When a divorce takes place any matters relating to the parties’ finances and property need to be sorted out. If the parties are not able to agree matters, then either may ask the court to sort things out for them. But does this mean that you could be forced to sell your house (i.e. the former matrimonial home) against your will?

The answer to the question, as with so many things, is: it depends.

It depends upon the circumstances of your case. The court certainly has the power to order a sale of your house, but whether it will do so depends upon whether that is the appropriate thing to do in the circumstances.

Equal sharing starting-point

The starting-point when considering a financial/property settlement on divorce is that all matrimonial assets, including the former matrimonial home, should be divided equally (note that it does not usually matter whether the home is owned jointly, or just by one party). Thus if the matrimonial home has an equity, i.e. the value of the property less any mortgage, then that equity should normally be divided equally between the parties.

That does not, however, mean that the property has to be sold. If one party wants to keep the property, then they can buy out the other party’s share by paying them half of the equity, or by agreeing to them having other assets to the same value.

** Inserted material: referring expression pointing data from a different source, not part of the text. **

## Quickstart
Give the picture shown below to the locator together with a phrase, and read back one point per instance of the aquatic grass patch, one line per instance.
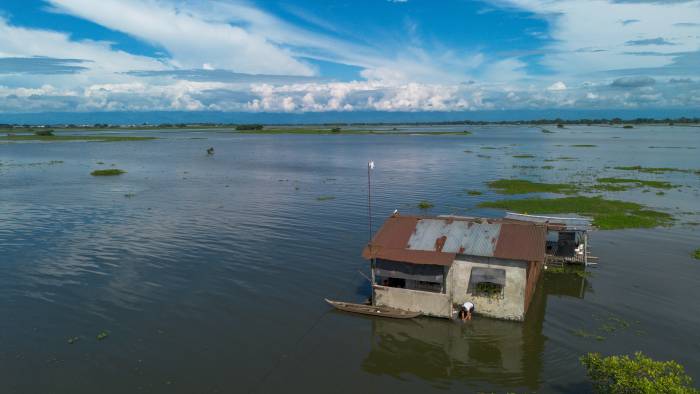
(656, 170)
(108, 172)
(637, 182)
(637, 374)
(606, 214)
(561, 158)
(337, 131)
(424, 204)
(64, 138)
(522, 186)
(585, 334)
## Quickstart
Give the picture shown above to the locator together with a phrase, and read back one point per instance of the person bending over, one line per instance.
(465, 311)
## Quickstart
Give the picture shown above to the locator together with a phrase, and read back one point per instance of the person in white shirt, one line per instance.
(465, 312)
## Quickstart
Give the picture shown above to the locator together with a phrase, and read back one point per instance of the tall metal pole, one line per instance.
(369, 199)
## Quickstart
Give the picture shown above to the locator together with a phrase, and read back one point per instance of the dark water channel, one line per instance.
(208, 272)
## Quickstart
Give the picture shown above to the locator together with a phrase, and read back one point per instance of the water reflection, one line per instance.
(482, 352)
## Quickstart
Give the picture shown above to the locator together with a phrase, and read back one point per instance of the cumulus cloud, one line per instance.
(650, 41)
(40, 65)
(633, 82)
(557, 86)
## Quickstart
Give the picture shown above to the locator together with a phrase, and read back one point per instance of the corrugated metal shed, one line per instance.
(439, 240)
(572, 224)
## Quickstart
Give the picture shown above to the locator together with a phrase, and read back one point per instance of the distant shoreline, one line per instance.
(328, 128)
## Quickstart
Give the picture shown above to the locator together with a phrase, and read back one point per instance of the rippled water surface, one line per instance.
(209, 272)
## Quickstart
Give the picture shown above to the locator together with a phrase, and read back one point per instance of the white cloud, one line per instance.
(589, 38)
(557, 86)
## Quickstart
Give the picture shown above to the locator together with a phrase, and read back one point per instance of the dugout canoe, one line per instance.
(383, 311)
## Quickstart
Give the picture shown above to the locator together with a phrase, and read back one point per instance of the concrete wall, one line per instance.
(431, 304)
(510, 306)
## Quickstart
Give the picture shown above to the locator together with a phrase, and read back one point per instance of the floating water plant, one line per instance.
(108, 172)
(656, 170)
(61, 138)
(638, 374)
(521, 186)
(425, 204)
(637, 182)
(607, 214)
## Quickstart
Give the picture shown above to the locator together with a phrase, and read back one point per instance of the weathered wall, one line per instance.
(431, 304)
(511, 306)
(534, 271)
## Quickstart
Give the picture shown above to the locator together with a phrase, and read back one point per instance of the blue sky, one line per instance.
(362, 55)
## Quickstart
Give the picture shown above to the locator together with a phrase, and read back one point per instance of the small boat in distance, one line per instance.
(364, 309)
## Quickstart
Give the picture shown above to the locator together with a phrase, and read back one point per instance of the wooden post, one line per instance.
(372, 265)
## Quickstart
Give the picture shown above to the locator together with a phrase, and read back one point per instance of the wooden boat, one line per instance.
(383, 311)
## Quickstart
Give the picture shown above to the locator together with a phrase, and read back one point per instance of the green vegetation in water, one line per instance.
(338, 131)
(581, 273)
(585, 334)
(656, 170)
(425, 204)
(638, 374)
(521, 186)
(488, 289)
(109, 172)
(637, 182)
(63, 138)
(564, 158)
(607, 214)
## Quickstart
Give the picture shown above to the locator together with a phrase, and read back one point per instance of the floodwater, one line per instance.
(208, 273)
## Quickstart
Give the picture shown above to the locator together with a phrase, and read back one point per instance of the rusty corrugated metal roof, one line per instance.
(438, 240)
(521, 241)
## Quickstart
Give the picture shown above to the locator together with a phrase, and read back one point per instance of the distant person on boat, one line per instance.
(465, 311)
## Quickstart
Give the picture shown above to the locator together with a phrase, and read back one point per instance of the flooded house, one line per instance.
(567, 238)
(434, 264)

If this is a feasible possibility, then the court would usually agree to it, rather than forcing a sale and ordering that the net proceeds of sale be divided equally.

Whether it is feasible depends upon such things as whether the buying party can afford it, and whether the other party can be released from any mortgage on the property if, as is usually the case, they wish to be released. Note that if the mortgage is not being paid off, then it is up to the mortgagee, not the buying party, whether the other party is released.

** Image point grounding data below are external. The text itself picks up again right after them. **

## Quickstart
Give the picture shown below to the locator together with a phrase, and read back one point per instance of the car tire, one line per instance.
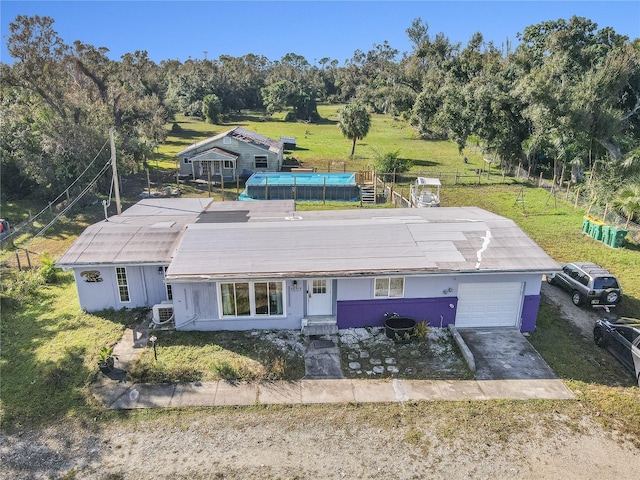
(611, 296)
(599, 338)
(576, 298)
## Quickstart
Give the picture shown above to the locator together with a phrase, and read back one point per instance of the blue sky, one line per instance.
(314, 29)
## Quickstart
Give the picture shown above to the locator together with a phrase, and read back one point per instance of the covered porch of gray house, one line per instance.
(215, 165)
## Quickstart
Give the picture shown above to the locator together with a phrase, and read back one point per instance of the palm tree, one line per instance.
(354, 122)
(628, 200)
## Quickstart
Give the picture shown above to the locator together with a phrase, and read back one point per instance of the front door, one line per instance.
(319, 297)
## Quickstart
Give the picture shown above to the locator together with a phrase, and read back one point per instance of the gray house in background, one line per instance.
(231, 153)
(263, 265)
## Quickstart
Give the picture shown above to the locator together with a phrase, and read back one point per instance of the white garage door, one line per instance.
(489, 304)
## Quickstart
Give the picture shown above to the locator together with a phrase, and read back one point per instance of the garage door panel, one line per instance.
(489, 304)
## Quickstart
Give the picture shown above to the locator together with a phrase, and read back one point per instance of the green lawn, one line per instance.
(318, 145)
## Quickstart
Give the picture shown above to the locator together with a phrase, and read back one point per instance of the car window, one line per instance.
(602, 283)
(627, 333)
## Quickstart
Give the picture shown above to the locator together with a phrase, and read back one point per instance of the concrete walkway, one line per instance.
(117, 393)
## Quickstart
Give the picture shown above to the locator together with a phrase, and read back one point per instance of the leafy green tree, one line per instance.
(211, 108)
(74, 96)
(354, 122)
(293, 83)
(627, 200)
(389, 162)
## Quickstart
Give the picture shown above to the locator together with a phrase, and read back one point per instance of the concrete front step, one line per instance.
(320, 325)
(320, 330)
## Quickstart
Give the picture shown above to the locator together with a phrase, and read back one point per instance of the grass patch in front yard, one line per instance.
(435, 358)
(599, 381)
(49, 353)
(208, 356)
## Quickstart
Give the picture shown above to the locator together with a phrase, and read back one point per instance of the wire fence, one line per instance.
(395, 189)
(564, 191)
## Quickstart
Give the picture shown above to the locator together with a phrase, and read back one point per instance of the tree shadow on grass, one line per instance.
(47, 362)
(225, 355)
(571, 356)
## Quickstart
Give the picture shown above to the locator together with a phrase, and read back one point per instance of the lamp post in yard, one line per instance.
(153, 340)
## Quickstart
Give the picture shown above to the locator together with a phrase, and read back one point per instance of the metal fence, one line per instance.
(605, 214)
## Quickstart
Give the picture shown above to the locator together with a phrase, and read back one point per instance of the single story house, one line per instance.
(229, 154)
(263, 265)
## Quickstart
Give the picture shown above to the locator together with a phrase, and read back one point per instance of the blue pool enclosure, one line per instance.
(302, 186)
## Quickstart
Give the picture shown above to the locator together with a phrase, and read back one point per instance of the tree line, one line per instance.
(566, 98)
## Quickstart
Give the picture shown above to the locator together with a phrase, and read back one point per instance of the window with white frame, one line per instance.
(261, 161)
(123, 285)
(168, 286)
(251, 299)
(389, 287)
(319, 287)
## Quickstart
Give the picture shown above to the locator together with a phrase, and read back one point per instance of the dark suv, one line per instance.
(588, 282)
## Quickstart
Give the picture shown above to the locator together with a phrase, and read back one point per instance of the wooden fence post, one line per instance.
(324, 190)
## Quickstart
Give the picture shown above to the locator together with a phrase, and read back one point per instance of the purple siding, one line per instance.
(370, 313)
(530, 313)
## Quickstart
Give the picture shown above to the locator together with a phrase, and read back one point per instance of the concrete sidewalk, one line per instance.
(120, 395)
(123, 395)
(116, 392)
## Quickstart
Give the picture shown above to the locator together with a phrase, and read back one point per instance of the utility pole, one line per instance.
(116, 185)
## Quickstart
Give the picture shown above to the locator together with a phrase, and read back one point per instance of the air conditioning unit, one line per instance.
(162, 313)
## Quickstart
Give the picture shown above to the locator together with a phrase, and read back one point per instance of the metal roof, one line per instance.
(428, 181)
(167, 206)
(359, 242)
(149, 231)
(116, 243)
(241, 134)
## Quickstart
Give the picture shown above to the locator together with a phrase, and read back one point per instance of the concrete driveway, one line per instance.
(504, 354)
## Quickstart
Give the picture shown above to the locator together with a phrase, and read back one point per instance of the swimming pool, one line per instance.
(302, 186)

Equal division not always appropriate

But that starting-point of equal division is not always appropriate, in which case the amount needed to buy out the other party may be considerably less, or even nothing. There are any number of reasons why this may be so, and we couldn’t possibly list them all here. For example, if it was a short childless marriage and one party owned the property before the marriage, it may be appropriate for that party to keep the whole property, with the other party having nothing from it.

Or the earning capacity of the two parties may be considerably different, meaning that the lower earner will need a greater than half share to rehouse themselves, due to their limited mortgage capacity. And if they don’t have any significant mortgage capacity, it may be appropriate for them to have the whole house.

If the parties have been separated for a considerable time and one party has remained in the former matrimonial home ever since, paying the mortgage and other outgoings, then that may be a reason for them to have a greater than half share of the property.

Another common scenario is that the house is required as a home for any dependent children. Here, the court would not usually want the house to be sold, unless it was really necessary (the sale could, for example, be delayed until the children have grown up). Of course, if there is not enough money available to keep the house (in particular to pay the mortgage), then a sale may be unavoidable.

In summary, the court can force the sale of your house on divorce, and will usually do so if it considers that the other party is entitled to a share, and you are unable to buy them out.

The above is of course just a brief summary of what may happen to the former matrimonial home on divorce. This is a complex subject, and if you require detailed advice then you should consult an expert family lawyer.